Deployment Scenario Handbook
Silent Authentication—Integrating with NTLM and the SAML Bridge
- Scenario overview
- Key considerations
- Recommended approach
- Alternative approach
- Project task overview
- Long term enhancements
Acme Inc. uses NTLM with Integrated Windows Authentication (IWA) with an Active Directory back end. In the use case for this scenario, they would prefer their users have a seamless, silent authentication experience with search after logging into the Windows domain and using Internet Explorer for browsing.
- Index and securely serve NTLM-protected content.
- Provide a general search box, which would return a results page with most relevant links across all indexed content.
- Present search results for secure content only to users authorized to see the content.
- Provide seamless silent authentication with search after a user initially logs into the Windows Domain.
- The IIS Server hosting the content accepts HEAD requests.
- All crawled content is under the same Windows Domain that users log into.
- Confirm the assumption that all content sources use the same Windows domain that users log into.
- Make sure all servers in the deployment architecture are time synched to the same time server.
- Make sure there is a certificate available in IIS that can be used to sign SAML Post binding requests.
- To enable communication with the SAML Bridge over HTTPS, configure the GSA with the root certificate of the SAML Bridge.
Google’s recommended approach for implementing silent authentication by integrating with NTLM and the SAML Bridge covers the following areas:
Acme Inc. will use the SAML Bridge to authenticate users with Active Directory, taking advantage of the silent authentication benefit provided by IWA. For this to work, the domain controller that is running Active Directory must meet the following requirements:
- Windows 2003 Kerberos Extension must be available as Kerberos is used for authentication between the SAML Bridge and the content server.
- The domain functional level must be set to Windows Server 2003.
- Active Directory must be configured to permit the SAML Bridge to use delegated credentials from the user to access content on the content server.
To configure the SAML Bridge for use by the GSA in performing authentication, use the Search > Secure Search > Universal Login Auth Mechanisms page in the Admin Console.
Since authorization with NTLM is required, the SAML Bridge will also be used for authorization.
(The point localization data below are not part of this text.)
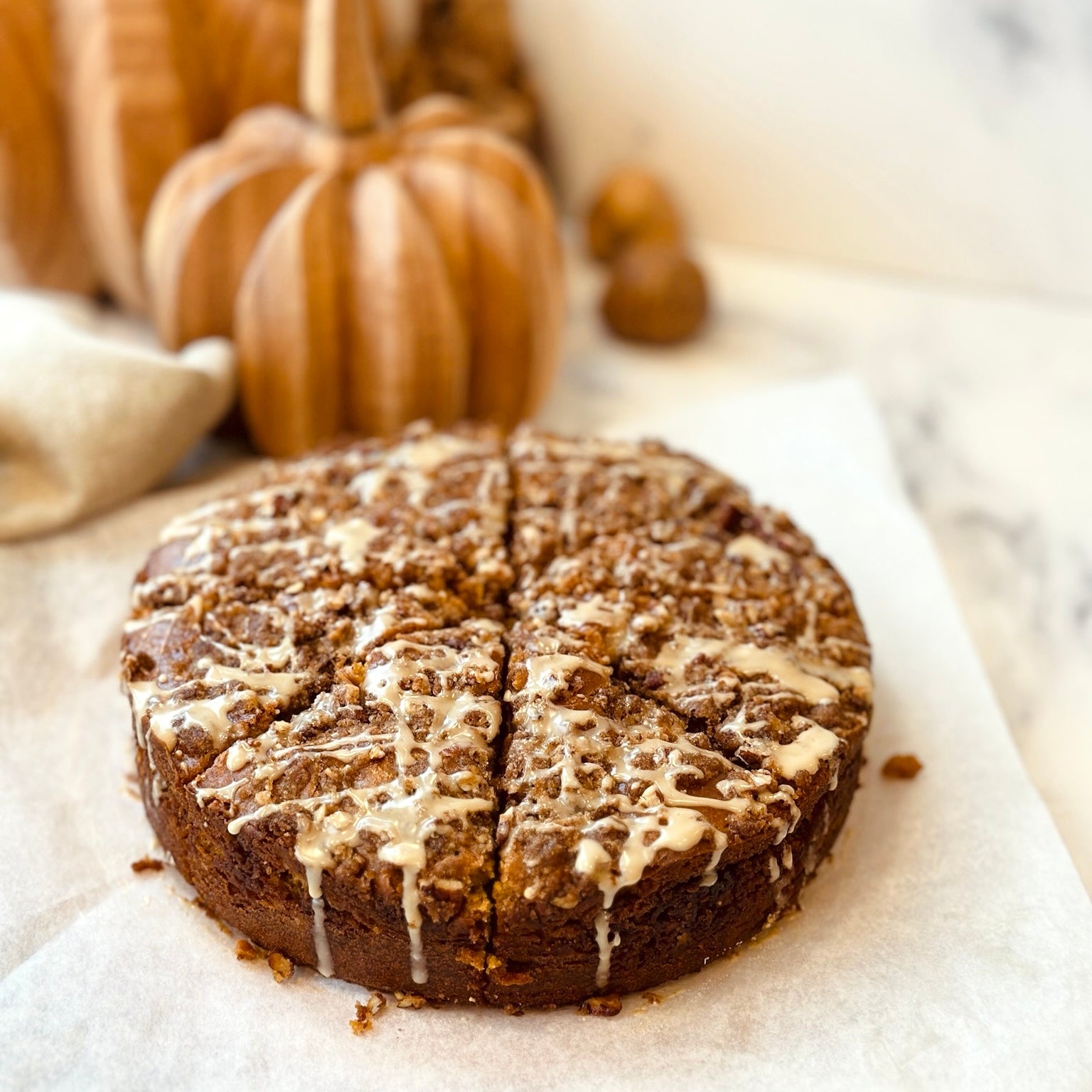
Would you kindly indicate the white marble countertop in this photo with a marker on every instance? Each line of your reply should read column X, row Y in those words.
column 987, row 397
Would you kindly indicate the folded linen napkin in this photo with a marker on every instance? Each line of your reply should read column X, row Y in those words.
column 92, row 411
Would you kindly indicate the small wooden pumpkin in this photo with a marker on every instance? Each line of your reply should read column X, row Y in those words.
column 42, row 242
column 373, row 270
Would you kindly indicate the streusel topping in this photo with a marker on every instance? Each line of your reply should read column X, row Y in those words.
column 519, row 670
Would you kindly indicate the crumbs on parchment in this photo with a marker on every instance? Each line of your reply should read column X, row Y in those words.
column 244, row 949
column 901, row 768
column 609, row 1005
column 366, row 1014
column 281, row 965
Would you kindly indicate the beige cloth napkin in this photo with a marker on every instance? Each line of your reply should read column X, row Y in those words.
column 92, row 411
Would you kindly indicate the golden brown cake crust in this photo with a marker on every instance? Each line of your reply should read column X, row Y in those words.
column 511, row 722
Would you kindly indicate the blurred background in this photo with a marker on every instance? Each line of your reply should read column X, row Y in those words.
column 900, row 191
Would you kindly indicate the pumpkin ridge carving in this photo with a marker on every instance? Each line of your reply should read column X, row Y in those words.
column 372, row 269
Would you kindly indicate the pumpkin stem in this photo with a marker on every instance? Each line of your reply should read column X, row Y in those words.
column 340, row 83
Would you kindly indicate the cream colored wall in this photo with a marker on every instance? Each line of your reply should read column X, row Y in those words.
column 951, row 138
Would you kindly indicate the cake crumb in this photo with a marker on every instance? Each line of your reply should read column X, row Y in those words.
column 366, row 1012
column 609, row 1005
column 281, row 965
column 901, row 768
column 244, row 949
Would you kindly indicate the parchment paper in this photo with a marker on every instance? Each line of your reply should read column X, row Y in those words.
column 948, row 943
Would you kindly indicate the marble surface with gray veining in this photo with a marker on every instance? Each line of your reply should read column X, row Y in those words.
column 987, row 397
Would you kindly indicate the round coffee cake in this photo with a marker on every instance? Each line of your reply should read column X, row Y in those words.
column 511, row 722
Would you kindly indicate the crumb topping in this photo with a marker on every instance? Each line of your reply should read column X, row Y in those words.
column 363, row 654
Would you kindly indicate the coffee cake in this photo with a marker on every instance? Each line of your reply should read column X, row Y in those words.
column 515, row 722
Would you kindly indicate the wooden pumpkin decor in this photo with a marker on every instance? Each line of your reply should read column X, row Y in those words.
column 42, row 244
column 372, row 269
column 148, row 80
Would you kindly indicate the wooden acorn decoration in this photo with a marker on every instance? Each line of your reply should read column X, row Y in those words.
column 373, row 270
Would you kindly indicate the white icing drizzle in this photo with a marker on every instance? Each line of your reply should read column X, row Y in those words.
column 595, row 611
column 160, row 711
column 754, row 550
column 813, row 746
column 323, row 958
column 352, row 539
column 405, row 810
column 602, row 766
column 617, row 786
column 813, row 680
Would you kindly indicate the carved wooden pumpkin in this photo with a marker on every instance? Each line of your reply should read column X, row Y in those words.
column 373, row 270
column 42, row 242
column 148, row 80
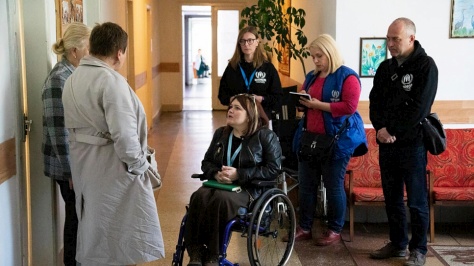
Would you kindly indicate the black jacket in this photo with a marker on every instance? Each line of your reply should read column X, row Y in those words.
column 266, row 83
column 402, row 96
column 259, row 158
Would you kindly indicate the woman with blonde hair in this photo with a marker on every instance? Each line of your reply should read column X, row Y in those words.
column 71, row 47
column 334, row 90
column 250, row 71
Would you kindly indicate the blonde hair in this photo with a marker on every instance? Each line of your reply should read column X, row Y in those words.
column 328, row 46
column 259, row 56
column 76, row 36
column 410, row 28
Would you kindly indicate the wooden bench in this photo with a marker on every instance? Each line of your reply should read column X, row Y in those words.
column 451, row 174
column 363, row 184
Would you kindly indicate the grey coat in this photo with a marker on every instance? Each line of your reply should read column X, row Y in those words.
column 118, row 219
In this case, the SAML Bridge must be configured as the Authorization Provider on the Search > Secure Search > Access Control page in the Admin Console. The GSA will then delegate authorization checks for individual documents to the SAML Bridge. The SAML Bridge will respond with PERMIT or DENY, accordingly.
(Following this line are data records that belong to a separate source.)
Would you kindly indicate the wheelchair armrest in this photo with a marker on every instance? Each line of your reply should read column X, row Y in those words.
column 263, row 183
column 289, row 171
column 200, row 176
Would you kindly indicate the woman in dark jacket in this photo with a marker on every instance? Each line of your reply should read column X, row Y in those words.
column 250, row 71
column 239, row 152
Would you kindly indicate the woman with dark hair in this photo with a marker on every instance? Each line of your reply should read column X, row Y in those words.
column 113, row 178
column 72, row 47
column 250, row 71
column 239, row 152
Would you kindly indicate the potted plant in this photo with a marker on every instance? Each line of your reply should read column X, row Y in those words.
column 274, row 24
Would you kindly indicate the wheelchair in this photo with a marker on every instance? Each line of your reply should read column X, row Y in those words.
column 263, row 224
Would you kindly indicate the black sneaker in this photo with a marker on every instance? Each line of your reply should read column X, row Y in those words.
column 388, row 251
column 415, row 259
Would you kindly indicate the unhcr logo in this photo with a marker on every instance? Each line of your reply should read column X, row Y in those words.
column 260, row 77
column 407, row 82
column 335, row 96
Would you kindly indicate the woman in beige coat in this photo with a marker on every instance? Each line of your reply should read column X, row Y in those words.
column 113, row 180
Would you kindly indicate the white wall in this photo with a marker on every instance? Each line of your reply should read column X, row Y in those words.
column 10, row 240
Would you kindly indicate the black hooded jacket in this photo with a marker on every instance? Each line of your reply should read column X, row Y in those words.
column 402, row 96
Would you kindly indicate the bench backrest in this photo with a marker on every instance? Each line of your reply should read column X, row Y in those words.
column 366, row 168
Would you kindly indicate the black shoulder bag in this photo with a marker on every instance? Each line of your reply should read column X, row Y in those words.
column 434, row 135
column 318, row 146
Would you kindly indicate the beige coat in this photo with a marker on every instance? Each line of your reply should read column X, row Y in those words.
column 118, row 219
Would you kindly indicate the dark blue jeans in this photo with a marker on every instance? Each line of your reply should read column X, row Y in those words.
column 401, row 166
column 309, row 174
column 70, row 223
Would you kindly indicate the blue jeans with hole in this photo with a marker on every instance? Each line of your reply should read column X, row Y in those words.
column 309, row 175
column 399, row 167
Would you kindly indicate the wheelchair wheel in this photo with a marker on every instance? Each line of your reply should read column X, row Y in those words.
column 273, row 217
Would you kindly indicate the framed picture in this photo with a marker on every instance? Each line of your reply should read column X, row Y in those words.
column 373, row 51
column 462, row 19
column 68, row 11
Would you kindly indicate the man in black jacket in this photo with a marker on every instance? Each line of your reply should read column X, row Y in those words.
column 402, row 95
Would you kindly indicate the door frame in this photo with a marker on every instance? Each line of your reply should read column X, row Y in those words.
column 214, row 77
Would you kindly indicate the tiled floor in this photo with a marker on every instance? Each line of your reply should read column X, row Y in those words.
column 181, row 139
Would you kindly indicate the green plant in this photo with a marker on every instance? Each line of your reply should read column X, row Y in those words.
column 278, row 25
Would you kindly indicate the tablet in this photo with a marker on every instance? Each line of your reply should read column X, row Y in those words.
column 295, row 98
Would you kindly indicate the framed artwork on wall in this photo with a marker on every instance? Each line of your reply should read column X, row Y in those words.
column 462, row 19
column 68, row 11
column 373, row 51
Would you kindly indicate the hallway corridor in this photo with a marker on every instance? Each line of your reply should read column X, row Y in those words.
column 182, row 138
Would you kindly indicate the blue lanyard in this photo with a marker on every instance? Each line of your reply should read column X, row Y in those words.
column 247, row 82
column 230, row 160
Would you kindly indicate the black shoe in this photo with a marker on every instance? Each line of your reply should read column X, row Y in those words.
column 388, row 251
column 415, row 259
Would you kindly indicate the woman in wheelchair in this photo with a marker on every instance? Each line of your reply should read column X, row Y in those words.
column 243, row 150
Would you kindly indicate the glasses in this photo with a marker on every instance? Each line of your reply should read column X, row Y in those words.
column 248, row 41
- A user creates a search query for secure content.
- The GSA’s Authentication SPI is used to delegate to the SAML Bridge for Authentication. NTLM, which is configured on the user’s browser, is used to authenticate the user.
- After authenticating the user, the GSA determines the most relevant results for the user. If these results contain secure documents, the GSA uses the Authorization SPI to delegate the authorization checks to the SAML Bridge for these documents.
- The SAML Bridge obtains a Kerberos ticket on the user’s behalf and impersonates the user to the content server.
- The SAML Bridge sends a PERMIT or DENY message back to the GSA and the GSA displays the results that a user is permitted to see on a search results page.
Switch to Kerberos as the authentication mechanism for content servers. Upon switching to Kerberos, there is the possibility that deploying the SAML Bridge can be bypassed in configuring silent authentication.
The following table lists the project tasks and activities for implementing silent authentication, integrating with NTLM and the SAML Bridge.
|Plan deployment architecture||
|Configure SAML Bridge on the GSA||
Perform an architecture review as new content sources are brought on to see if existing architecture needs to be modified for onboarding new content.